Fiquei em silêncio, sem ousar interrompe-lo.

- Tal como o senhor, eu lhe falei dos meus planos, enquanto passeávamos pela areia...contei-lhe de minhas intenções, do que eu pretendia ser um dia, e de tudo o que pudesse vir à mente de um jovem que iria partir para a sua jornada pelo mundo.

“Caminhando ao meu lado com as mãos às costas, meu pai ouviu pacientemente, tudo o que eu tinha a dizer. Quando chegamos ao outro lado da praia, ele falou pela primeira vez, e disse-me coisas que levei anos para compreender o verdadeiro sentido:

“- Meu filho querido – disse ele – tu serás infeliz se atravessares a vida como atravessaste esta praia...

“Eu quis dizer algo, mas ele levantou a mão, fazendo-me silenciar...

“- Há momentos para falar, e há momentos para ouvir – continuou ele - Usa menos a fala do que o ouvido. Faze da fala uma delicada harpa, que não fere os ouvidos de quem ouve, e faze do ouvido uma fonte de prazer. Não escuta, apenas. Ouve! Não olha, apenas. Vê! Se tivesses caminhado em silêncio, terias ouvido o murmurejar da água acariciando a areia...ou o carinho que o vento faz às copas das árvores...Se tivesses pensado menos em ti próprio, terias prestado atenção às belas conchas que adornam a praia, e que enfeitaram teu caminho por todo o percurso, embora delas não tenhas te dado conta.

“Depois de um instante, meu pai finalizou:

“- Amanhã caminharás num novo mundo.

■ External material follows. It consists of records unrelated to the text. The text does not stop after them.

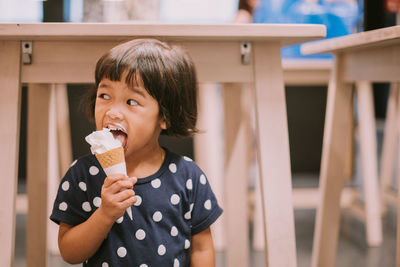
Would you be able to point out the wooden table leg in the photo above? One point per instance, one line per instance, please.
(273, 156)
(337, 123)
(37, 172)
(236, 177)
(389, 145)
(9, 136)
(368, 149)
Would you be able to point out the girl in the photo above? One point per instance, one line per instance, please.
(143, 88)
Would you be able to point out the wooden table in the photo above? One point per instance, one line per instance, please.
(67, 53)
(361, 58)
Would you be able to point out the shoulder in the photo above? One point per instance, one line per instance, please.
(182, 163)
(84, 166)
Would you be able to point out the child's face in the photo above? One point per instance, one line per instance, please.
(131, 112)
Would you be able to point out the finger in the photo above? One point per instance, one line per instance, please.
(119, 185)
(128, 202)
(124, 195)
(112, 178)
(134, 180)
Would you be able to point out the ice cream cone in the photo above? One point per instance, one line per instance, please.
(112, 161)
(109, 153)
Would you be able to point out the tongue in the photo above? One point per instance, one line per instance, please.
(120, 136)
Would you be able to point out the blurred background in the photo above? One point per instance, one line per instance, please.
(305, 102)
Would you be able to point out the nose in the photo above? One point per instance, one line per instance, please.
(114, 113)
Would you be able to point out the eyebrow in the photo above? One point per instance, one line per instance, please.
(136, 89)
(139, 90)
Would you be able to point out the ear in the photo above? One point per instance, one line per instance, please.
(163, 123)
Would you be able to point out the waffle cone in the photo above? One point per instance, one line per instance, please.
(112, 157)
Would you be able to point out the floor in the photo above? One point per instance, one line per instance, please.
(352, 249)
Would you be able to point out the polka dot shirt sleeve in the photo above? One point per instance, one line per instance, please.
(204, 209)
(71, 205)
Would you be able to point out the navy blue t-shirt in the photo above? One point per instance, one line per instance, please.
(172, 205)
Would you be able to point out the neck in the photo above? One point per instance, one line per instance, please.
(146, 163)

Ele será a tua praia. Tal como essa que acabamos de atravessar, ela também terá muitos escolhos, mas sempre haverá as lindas conchas para serem descobertas, se decidires prestar atenção a elas. Essas conchas poderão ser pessoas, situações ou coisas. Isso não importa. O importante é que elas estarão lá, à espera de que as descubras, e que com elas enfeite teu caminho...portanto, não pises nas conchas apenas porque elas não estão à altura da tua vista...Serás uma pessoa completa apenas no dia em que souberes reconhecer o brilho e a beleza das pessoas ao teu redor, não importa quão humildes ou nobres elas sejam."
 
Nhuamã parou de falar, mas eu continuei sob o efeito de suas palavras...

Enquanto ele falava pude ver com que descuido atravessei a praia de minha vida! Naqueles poucos instantes, tomei consciência do quão pouco ouvi o vento saudando as manhãs, do quão mais falei do que ouvi e de quantas pessoas interessantes passaram por minha vida sem que eu lhes tivesse dado atenção...

Então Nhuamã aproximou-se e ofereceu-me as lindas conchas que apanhara.

- Elas estavam lá o tempo todo...mas o senhor não as viu, e pisou em muitas delas...

Apanhei as conchas e fui até a beirada do rochedo, de onde pude ver a esteira magnífica do sol refletido na água. Até há poucos instantes eles eram apenas reflexos incômodos. Atrás de mim, a voz de Nhuamã soou calma:

- A caminhada abriu-me o apetite...vamos almoçar? Disse ele sorrindo.